In progress over time, Wyoming is best, followed by Texas, Georgia, New Mexico and Maryland. North Carolina ranks 14th. Maine is last.
So what should be taken away from the report on Martin Luther King Jr.’s birthday and 50 years after his death in 1968?
The world is a very different place with measures of race relations and racism different than a half-century ago. As the narrative accompanying the WalletHub survey states: “It’s important to recognize the racial harmony we’ve achieved — in our workplaces, in our schools, in our voting booths.”
But as the rankings indicate and people should realize without a study, the colorblind society envisioned by King remains a goal. In viewpoint alone, there is a tremendous gap between blacks and whites.

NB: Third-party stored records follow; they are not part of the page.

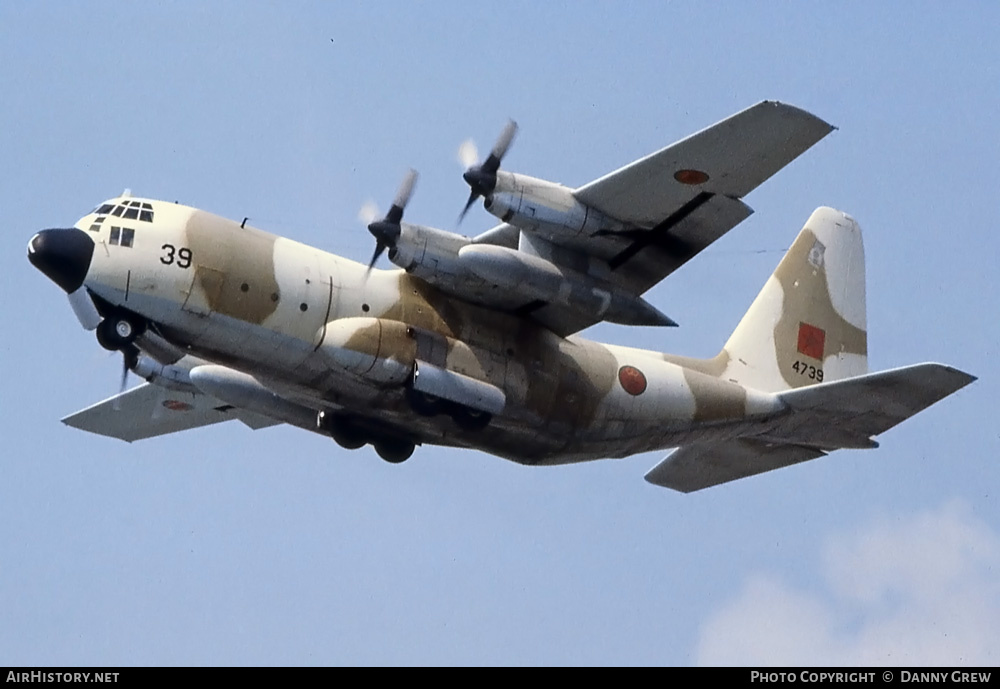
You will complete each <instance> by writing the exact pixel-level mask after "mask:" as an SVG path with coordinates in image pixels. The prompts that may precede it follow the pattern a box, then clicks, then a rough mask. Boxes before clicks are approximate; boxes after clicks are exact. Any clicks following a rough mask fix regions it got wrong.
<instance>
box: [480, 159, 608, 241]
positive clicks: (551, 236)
mask: <svg viewBox="0 0 1000 689" xmlns="http://www.w3.org/2000/svg"><path fill="white" fill-rule="evenodd" d="M483 206H484V207H485V208H486V210H487V211H489V212H490V213H492V214H493V215H495V216H496V217H498V218H500V219H501V220H503V221H504V222H508V223H510V224H512V225H516V226H517V227H519V228H521V229H522V230H526V231H528V232H533V233H535V234H538V235H541V236H542V237H545V238H547V239H566V238H573V237H577V236H580V235H584V236H588V235H592V234H595V233H596V232H598V231H601V230H604V231H612V232H615V231H621V230H623V229H625V225H624V224H623V223H622V222H621V221H620V220H616V219H614V218H611V217H609V216H607V215H605V214H604V213H601V212H600V211H597V210H595V209H593V208H590V207H589V206H585V205H584V204H582V203H580V202H579V201H577V199H576V197H575V196H573V190H572V189H570V188H569V187H564V186H563V185H561V184H556V183H555V182H548V181H546V180H544V179H537V178H535V177H529V176H527V175H519V174H515V173H512V172H502V171H501V172H497V185H496V188H495V189H494V191H493V193H492V194H491V195H490V196H489V197H487V198H486V200H485V201H484V203H483Z"/></svg>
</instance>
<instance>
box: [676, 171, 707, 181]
mask: <svg viewBox="0 0 1000 689" xmlns="http://www.w3.org/2000/svg"><path fill="white" fill-rule="evenodd" d="M674 179H676V180H677V181H678V182H680V183H681V184H692V185H694V184H704V183H705V182H707V181H708V173H707V172H702V171H701V170H690V169H686V170H678V171H677V172H675V173H674Z"/></svg>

According to a survey by the Pew Research Center cited by WalletHub, 92 percent of blacks say “whites benefit a great deal or a fair amount from advantages that blacks do not have.” By contrast, only 46 percent of whites agree with that statement.
Whether perception is reality is not as important as addressing issues and problems. The WalletHub study only reinforces what South Carolinians and our leaders know from other measures: The education and health of the state’s people are not what they should be. Political divisions aside, finding common ground to make improvement is a priority and must be treated by our leaders as such.